Fethi MELLOULI, National Center of Bone Marrow Transplantation, Tunis, Tunisia
Translation: Jeddane Leïla, Morocco
Ahmed is a 7 months-old boy from 1st-degree cousins of Tunisian origin. His medical history reveals earlier death of two brothers from severe infection. His illness began at the age of three months by recurrent broncho-pulmonary and digestive infections, extensive oral thrush resistant to local antifungal treatment and purulent otitis.
Examination: The boy showed underweight at 60% for age, polypnea at 65 cycles per minute with signs of retraction , saturated with ambient air at 80 %, has dry red skin finely desquamative , scarcity of hair and hepatosplenomegaly .
Chest radiography showed interstitial lung disease with thymic hypoplasia. Bronchoalveolar lavage revealed Pneumocystis jirovecii.
CBC revealed inflammatory anemia (8.5 g/dl) , leukocytosis( 12,000/mm3) predominantly of neutrophils (8,400/mm3) and normal platelets (345,000/mm3).
Immunologic investigation disclosed agammaglobulinemia with IgG 0.7 g /l, IgA 0.05 g /l, IgM 0.4 g /l, and lymphocyte count : a total of 3000 cells/mm3 had 17% CD4 + , 18% CD8 + , 46% CD19+ .
Proliferation tests were negative.
Synthesis: 7months-old boy from a consanguineous marriage , family history of infant death. Presented repeated broncho-pulmonary and digestive infections leading to hypotrophy; alopecia, ichtyose-like erythroderma, tumoral syndrome, hypoxic P.jirovecii pneumonia . Immunologic findings is that of a combined immunodeficiency
Diagnosis hypotheses:
1/This clinical features first suggest Omenn reticulosis : Screening for the most common mutation in Tunisia, 631delT ( RAG1 ), is negative.

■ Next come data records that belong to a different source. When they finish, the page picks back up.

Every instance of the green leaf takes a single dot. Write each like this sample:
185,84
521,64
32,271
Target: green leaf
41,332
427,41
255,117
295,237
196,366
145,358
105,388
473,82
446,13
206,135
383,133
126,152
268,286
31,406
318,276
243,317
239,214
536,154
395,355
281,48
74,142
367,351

2 / is it then a severe combined immunodeficiency with maternal-fetal GvHD ?
Lacking molecular biology to answer this question, we examined whether circulating lymphocytes are of maternal origin or not? For this, we performed a karyotype who found a mixed chimerism 64% XX, 36% XY. This result is suggestive of a severe combined immunodeficiency where we can observe coexistence of maternal and fetal cells. In order to control its GvHD, the patient was given cyclosporin A, which reduced rapidly skin lesions within a few days . For its pneumonia, he was treated by IV cotrimoxazole at a dose of 100 mg / kg / day, with an antifungal preventive treatment with itraconazole, and IVIg. HLA typing found a HLA- genoidentical donor . The patient was then transplanted with allogeneic bone marrow without conditioning regime leading to good evolution.
Discussion:
The ichtyose-like erythroderma is not specific of Omenn reticulosis . It may be observed in severe combined immunodeficiency [1]. It is very sensitive to treatment with cyclosporin A. A molecular diagnosis is often necessary to have a precise diagnosis. With no possibility of molecular biology, the determination of lymphocyte chimerism can be of a great help. Indeed, there is mixed maternal and fetal chimera in severe combined immunodeficiency (SCID) . Making the difference between an Omenn syndrome and SCID is crucial in case of hematopoietic stem cells transplantation. Indeed, if SCID can be grafted without conditioning regimen, engraftment may be hampered by oligoclonal lymphocytes in Omenn syndrome [2].
References
1: Al Herz W, Bousfiha A, Casanova JL, et al. Primary immunodeficiency diseases: an update on the classification from the international union of immunological societies expert committee for primary immunodeficiency. Front Immunol 2011; 8(2):54.
2: Mellouli F, Torjmen L, Ksouri H, et al. Bone marrow transplantation without conditioning regimen in Omenn syndrome: a case report. Pediatr Transplant 2007; 11(8):922-6.